(i) The function \(f(x) = 2x + 3\). To find \(ff(x)\), we substitute \(f(x)\) into itself: \(f(f(x)) = f(2x + 3) = 2(2x + 3) + 3 = 4x + 6 + 3 = 4x + 9\). Set \(4x + 9 = 25\), solving gives \(x = 4\). Alternatively, \(f(11) = 25\) and \(f(4) = 11\).

(ii) Set \(f(x) = g(x)\): \(2x + k = x^2 - 6x + 8\). Rearrange to \(x^2 - 8x + 8 - k = 0\). For no real solutions, the discriminant \(b^2 - 4ac < 0\). Here, \(a = 1, b = -8, c = 8-k\). So, \((-8)^2 - 4(1)(8-k) < 0\) simplifies to \(64 - 32 + 4k < 0\), giving \(k < -8\).

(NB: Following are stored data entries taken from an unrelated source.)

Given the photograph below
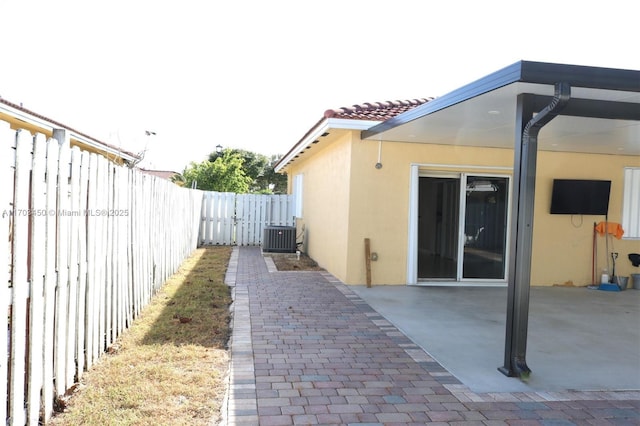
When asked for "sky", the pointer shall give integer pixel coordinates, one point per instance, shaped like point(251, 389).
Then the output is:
point(257, 75)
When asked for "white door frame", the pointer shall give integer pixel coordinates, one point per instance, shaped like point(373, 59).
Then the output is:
point(418, 169)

(iii) Start with \(y = x^2 - 6x + 8\). Complete the square: \(y = (x-3)^2 - 1\). Solve for \(x\): \(y + 1 = (x-3)^2\), \(x - 3 = \pm \sqrt{y + 1}\). Since \(x > 3\), choose the positive root: \(x = \sqrt{y + 1} + 3\). Thus, \(h^{-1}(x) = \sqrt{x + 1} + 3\).